Simple List Reduction?

I have a string of unseparated characters: “abcdefg” and I’d like to test it for an embedded pairing, say “cd”, and then, if I find “cd” remove it to form the list to leave “abefg”.

One way to go is to find the offset of “cd” if it occurs and then rebuild the string as shown below.

I know this fails if the getit character (or group) isn’t found, if the getit character (or group) starts at the beginning or includes the end of the original string, and I could fix that with some tests, but it seems that the whole shebang involves too much testing for what seems like a simple task. Is there a better way to approach this?

set myString to "abcdef"
set len to length of myString
set getit to "cd"
set getnum to length of getit
set n to offset of getit in myString
set newString to ((characters 1 thru (n - 1) of myString) & (characters (n + getnum) through len of myString)) as string

I think this does it:

set myString to "abcdef"
set targetString to "cd"
set newString to do shell script "echo " & myString & "| sed 's/" & targetString & "//'"

  • Dan
    –As I sed, the stream editor is invaluable.
set myString to "cdabcdefcdghcdijklmcd"
set getit to "cd"
set AppleScript's text item delimiters to getit
set keptChars to text items of myString
set AppleScript's text item delimiters to ""
set newString to keptChars as string

Thank you both for these different views. In this instance, at least, the “sed” version is slightly faster, but the text item delimiters method is more transparent.

That comparison looked a bit curious to me, since external calls (to an application, scripting addition or the shell) usually involve a hit of some kind - whereas text item delimiters are native to AppleScript. So I carried out a number of tests here, based on slightly simplified versions of each suggestion.

The results, though varying slightly from one run to another, consistently showed the TID method well ahead - at least 140 times faster than the shell version. (Of course, if huge files were being processed, the results might well be different again.) While in practical terms, the impact of these differences may be relatively small, I thought it might be worth mentioning…
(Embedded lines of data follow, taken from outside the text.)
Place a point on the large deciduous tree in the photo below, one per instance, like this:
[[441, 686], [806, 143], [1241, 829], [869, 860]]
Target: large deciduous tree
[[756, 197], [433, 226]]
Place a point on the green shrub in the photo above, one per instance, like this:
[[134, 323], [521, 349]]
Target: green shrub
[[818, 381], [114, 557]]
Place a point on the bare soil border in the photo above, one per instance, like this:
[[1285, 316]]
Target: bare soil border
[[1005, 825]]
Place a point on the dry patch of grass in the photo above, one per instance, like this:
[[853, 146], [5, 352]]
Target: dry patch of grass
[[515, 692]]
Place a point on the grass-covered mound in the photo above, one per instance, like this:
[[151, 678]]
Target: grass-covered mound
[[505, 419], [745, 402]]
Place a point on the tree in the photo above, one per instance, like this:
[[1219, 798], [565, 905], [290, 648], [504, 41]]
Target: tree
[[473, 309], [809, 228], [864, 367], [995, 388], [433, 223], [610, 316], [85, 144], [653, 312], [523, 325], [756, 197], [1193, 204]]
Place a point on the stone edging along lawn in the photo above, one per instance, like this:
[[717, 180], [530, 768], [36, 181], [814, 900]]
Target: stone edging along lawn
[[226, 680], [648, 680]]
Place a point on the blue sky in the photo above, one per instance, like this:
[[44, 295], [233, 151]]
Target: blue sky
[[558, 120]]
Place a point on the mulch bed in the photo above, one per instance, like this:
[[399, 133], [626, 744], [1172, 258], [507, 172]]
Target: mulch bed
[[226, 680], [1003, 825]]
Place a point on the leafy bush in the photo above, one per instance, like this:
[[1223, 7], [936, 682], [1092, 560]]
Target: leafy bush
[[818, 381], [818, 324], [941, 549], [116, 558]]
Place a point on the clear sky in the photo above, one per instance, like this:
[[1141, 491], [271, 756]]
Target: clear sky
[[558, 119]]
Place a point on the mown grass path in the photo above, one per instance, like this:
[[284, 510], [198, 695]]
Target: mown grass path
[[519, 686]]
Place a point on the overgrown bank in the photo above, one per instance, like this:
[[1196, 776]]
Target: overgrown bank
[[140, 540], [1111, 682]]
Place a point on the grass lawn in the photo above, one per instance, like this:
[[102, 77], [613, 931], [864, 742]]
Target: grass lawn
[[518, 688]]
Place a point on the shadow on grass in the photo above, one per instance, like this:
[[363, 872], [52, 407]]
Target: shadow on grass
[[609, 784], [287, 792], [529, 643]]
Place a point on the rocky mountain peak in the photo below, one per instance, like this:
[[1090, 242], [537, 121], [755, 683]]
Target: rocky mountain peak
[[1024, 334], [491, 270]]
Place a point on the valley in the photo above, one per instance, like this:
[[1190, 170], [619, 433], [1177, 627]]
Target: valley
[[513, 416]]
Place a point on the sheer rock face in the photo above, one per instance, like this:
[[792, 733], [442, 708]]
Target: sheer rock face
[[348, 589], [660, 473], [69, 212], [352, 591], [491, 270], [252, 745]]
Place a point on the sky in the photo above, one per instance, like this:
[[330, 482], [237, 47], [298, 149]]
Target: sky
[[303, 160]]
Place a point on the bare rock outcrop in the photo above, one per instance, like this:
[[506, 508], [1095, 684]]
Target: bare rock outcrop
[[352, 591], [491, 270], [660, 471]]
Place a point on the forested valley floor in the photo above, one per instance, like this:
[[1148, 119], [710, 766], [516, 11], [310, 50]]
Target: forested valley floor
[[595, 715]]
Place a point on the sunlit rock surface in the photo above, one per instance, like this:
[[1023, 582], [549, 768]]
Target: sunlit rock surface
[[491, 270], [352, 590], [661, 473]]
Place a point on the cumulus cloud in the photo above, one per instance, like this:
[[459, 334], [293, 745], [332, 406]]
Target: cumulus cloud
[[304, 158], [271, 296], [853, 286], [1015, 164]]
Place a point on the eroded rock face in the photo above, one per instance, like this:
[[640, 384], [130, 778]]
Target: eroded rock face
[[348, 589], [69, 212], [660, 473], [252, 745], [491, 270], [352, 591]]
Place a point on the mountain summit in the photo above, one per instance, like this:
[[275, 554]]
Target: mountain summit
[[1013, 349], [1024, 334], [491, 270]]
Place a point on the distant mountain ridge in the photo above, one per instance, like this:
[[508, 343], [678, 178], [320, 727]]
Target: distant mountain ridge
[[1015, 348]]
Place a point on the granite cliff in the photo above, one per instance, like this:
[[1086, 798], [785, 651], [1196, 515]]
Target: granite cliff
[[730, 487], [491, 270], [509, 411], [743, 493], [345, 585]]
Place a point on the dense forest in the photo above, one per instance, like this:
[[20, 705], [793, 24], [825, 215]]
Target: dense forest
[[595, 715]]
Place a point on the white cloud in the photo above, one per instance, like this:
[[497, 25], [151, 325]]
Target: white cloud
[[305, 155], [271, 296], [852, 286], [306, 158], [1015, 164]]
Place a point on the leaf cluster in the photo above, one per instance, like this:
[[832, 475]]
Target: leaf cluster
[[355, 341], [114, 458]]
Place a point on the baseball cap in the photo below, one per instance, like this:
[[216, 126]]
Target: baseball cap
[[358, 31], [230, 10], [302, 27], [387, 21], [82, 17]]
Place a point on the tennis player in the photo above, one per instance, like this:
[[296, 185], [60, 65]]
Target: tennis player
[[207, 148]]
One other difference possibly worth pointing out: I’m not sure whether you wanted to remove all cases of the search string or just the first one. If it matters, you may like to note that the methods (as posted) don’t produce quite the same results. :slight_smile:

NovaScotian, if you need to remove all cases instead of just the first one, then add a “g” to the command dant posted.

set newString to do shell script "echo " & myString & "| sed 's/" & targetString & "//g'"

As soon as I saw dkmarsh’s post I knew that was a better solution, and that’s what I would have suggested had I thought of it. However, I believe mine has a significant advantage in that I could use the “As I sed” pun whereas no such advantage occurs with the TID solution. :stuck_out_tongue:

  • Dan

No, I don’t want to remove all cases, I want to remove them one at a time because I have to account for them. I must confess that I used the sed version because I wanted to learn more about sed than because the AppleScript text item delimiters method had anything wrong with it.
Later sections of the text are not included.